While our approach effectively tackles selection bias stemming from unobserved heterogeneity, an ideal model for households' intricate land use decisions should incorporate risk and uncertainty factors through a probability analysis approach (Do et al. 2020).

Conclusion and policy implication

Despite the long-standing implementation of Vietnam's Forest Land Allocation (FLA) policy, many households choose not to participate in tree planting or utilize trees for other purposes. This is particularly true in the Central Highlands region, where factors such as livelihoods, migration, and crop competition complicate the relationship between tree planting and household welfare. This study aims to analyze the impact of tree planting, specifically planting different species over different periods (7-year acacia versus 35-year cashew plantations), on household income and poverty reduction. We examine this relationship using both a multinomial endogenous treatment effect and a propensity score matching estimator. The multinomial endogenous treatment estimator will account for both observed and unobserved heterogeneity in measuring the impact of tree planting on household income and poverty levels.

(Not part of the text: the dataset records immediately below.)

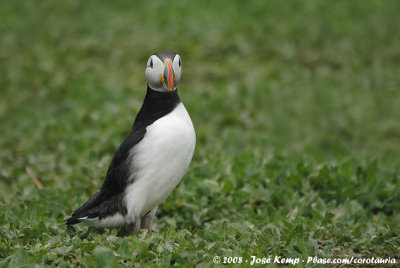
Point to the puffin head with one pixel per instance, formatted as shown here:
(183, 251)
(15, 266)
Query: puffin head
(163, 71)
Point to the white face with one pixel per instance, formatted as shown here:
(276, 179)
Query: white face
(163, 76)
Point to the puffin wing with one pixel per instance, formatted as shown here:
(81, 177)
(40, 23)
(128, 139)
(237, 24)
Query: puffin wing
(114, 185)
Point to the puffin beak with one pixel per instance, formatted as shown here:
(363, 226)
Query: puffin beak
(169, 75)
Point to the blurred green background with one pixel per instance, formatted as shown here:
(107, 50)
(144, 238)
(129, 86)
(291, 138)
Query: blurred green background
(307, 84)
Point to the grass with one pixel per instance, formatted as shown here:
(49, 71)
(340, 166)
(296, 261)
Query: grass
(295, 106)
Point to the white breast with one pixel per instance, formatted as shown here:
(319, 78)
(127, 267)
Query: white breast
(160, 160)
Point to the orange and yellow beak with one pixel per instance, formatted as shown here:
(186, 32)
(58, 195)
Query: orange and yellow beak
(168, 77)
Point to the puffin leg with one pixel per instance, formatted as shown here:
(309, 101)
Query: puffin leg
(147, 220)
(134, 224)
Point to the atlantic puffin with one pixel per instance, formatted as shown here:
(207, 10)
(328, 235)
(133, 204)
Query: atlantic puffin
(151, 160)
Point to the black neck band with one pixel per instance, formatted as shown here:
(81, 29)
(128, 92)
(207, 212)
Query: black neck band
(156, 104)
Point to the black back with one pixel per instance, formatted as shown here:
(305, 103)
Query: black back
(156, 105)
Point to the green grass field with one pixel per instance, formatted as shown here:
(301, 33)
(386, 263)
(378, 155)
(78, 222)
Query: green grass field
(296, 106)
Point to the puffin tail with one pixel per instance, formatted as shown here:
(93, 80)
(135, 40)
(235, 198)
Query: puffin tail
(72, 220)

Our research unveils the transformative potential of tree planting, particularly the cultivation of acacia and cashew plants, in significantly elevating household income. With acacia increasing income by up to 110% and cashew increasing income by up to 86% compared to households not engaged in tree planting, our findings demonstrate the importance of tree planting and the difference the tree species makes to household income. In terms of poverty reduction, cashew plantation shows promise with a modest reduction of 9.9% in the likelihood of experiencing poverty. This outcome, while seemingly modest, carries two potential explanations. First, larger farms may be more likely to embrace acacia planting and are not experiencing poverty. Acacia may not be the best species to target for poverty alleviation, particularly when landowners require immediate livelihoods. Second, the duration of the impact evaluation on poverty may have been too short to reveal any significant effects for acacia plantations.

We also found that acacia plantations are more suitable for households with higher socioeconomic status, while cashew farms are more practical for households with lower socioeconomic status. This suggests that many impoverished and migratory households have chosen to cultivate cashew crops to support their livelihoods instead of engaging in acacia planting, which requires a waiting period of 6–7 years before harvesting timber. It is important to consider the broader implications of tree plantations and encourage the government to provide incentives to impoverished households or those without agricultural land, encouraging them to pursue alternative livelihoods such as agroforestry or environmental income.

Increasing the sample size would improve the accuracy of the propensity score model in capturing the characteristics of the data. Additionally, using panel data would allow the model to account for variations in FLA land utilization. Despite the survey being conducted in 2012, no subsequent studies have examined the impact of the FLA land allocation program on household income and poverty levels. This study contributes to the ongoing scholarly discourse on rational decision-making in land use, considering the limitations imposed by household resource constraints. The research also has implications for future comprehensive studies that explore the social and environmental impacts of such behavior, as well as related issues like land grabbing, tenure reinforcement, and capital accumulation under risk and uncertainty within the context of households' investments in tree planting.